The conventional wisdom around the league has been that Utah would look to trade Lauri Markkanen at the February trade deadline. He is a 28-year-old All-Star-level player averaging 27.9 points and 6.3 assists a game this season, who is not on the timeline of the young stars they are rebuilding around. Also, a lot of teams could use him (hello Detroit!).
Except Utah may hold on to him and try to start winning sooner rather than later, Marc Stein reports in his latest Stein Line substack missive.
Difficult as it can be for rival teams to read the intentions of a front office that now houses Austin Ainge as well as Danny Ainge, more teams than not that we speak to are increasingly convinced that the Jazz are more likely to try to add to their Markkanen-led core this Trade Season rather than trade Markkanen away. Markkanen is averaging a career-high 28.5 points per game in his ninth season to build on a monster national team summer for Finland. It’s true that the 28-year-old has still yet to log a single playoff minute in the NBA, but he unabashedly loves Salt Lake City. There is a strong case to be made, once you take it all in, for building around the 7-foot Finn.
A few quick thoughts on this:
• If a team were going to trade its biggest star at the deadline, this is exactly the vibe they would want to give off to maximize leverage. While it is definitely possible that ownership is pushing the front office to win more now and not all-out tank, I’m just saying (as Stein noted) that reading the intentions of Danny and Austin Ainge is next to impossible.

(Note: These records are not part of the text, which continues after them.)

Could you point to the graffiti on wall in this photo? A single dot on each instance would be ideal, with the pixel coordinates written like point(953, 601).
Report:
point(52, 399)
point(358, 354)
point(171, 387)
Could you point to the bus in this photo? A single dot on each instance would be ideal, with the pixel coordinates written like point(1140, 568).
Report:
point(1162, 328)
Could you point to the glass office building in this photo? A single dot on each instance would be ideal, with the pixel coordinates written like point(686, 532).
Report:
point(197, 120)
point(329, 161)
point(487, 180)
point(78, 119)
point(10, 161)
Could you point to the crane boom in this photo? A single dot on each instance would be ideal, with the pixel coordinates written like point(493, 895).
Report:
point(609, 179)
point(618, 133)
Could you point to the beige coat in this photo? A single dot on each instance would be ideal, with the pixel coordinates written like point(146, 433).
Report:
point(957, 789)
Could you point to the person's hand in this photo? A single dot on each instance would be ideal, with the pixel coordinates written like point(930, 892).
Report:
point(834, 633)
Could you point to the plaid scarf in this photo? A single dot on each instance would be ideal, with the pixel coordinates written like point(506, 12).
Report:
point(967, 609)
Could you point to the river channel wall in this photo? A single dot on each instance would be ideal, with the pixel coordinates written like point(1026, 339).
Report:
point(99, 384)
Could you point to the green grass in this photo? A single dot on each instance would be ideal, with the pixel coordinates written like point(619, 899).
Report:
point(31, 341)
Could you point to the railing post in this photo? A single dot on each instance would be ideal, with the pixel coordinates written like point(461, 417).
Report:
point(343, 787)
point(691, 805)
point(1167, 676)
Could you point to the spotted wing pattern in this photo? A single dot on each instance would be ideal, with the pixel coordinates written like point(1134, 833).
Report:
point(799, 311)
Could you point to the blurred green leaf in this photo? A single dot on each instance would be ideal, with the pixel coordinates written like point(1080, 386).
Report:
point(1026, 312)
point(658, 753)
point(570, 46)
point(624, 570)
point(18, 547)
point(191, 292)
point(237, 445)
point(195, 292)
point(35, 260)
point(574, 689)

• How good is Utah, really, even with an addition or two? At 6-13 on the season, Utah sits 11th in the West as of this writing and is 1.5 games out of the final play-in spot. Promising young center Walker Kessler is out for the season. Even with a healthy Markkanen, breakout player Keynote George continuing his hot play, rookie Ace Bailey growing and improving over the course of the season, and a role player addition or two, is this team more than the No. 9 or 10 seed in the West? Is that what they should be pushing for, because….
• Utah owes its first-round pick to Oklahoma City, but it’s top-eight protected. If the NBA Draft Lottery were today, the Jazz would be ninth heading in, with a 79.7% chance of losing their pick entirely (and enriching the 20-1 team at the top of the standings). Is making the play-in worth giving up a chance at a high pick in what is considered a deep draft at the top? Look, we remember how Jazz fans and team owner Ryan Smith felt after last season’s draft lottery, where they had the worst record in the league and fell to fifth.
Still, this is a rebuilding team, and what it needs is more young, high-level talent on the timeline of Kessler and Bailey, and the draft is how Utah is going to get that. Trading Markkanen, getting into the top eight is the path to that.
We’ll see which path the Jazz take, but apparently holding on to Markkanen is on the table.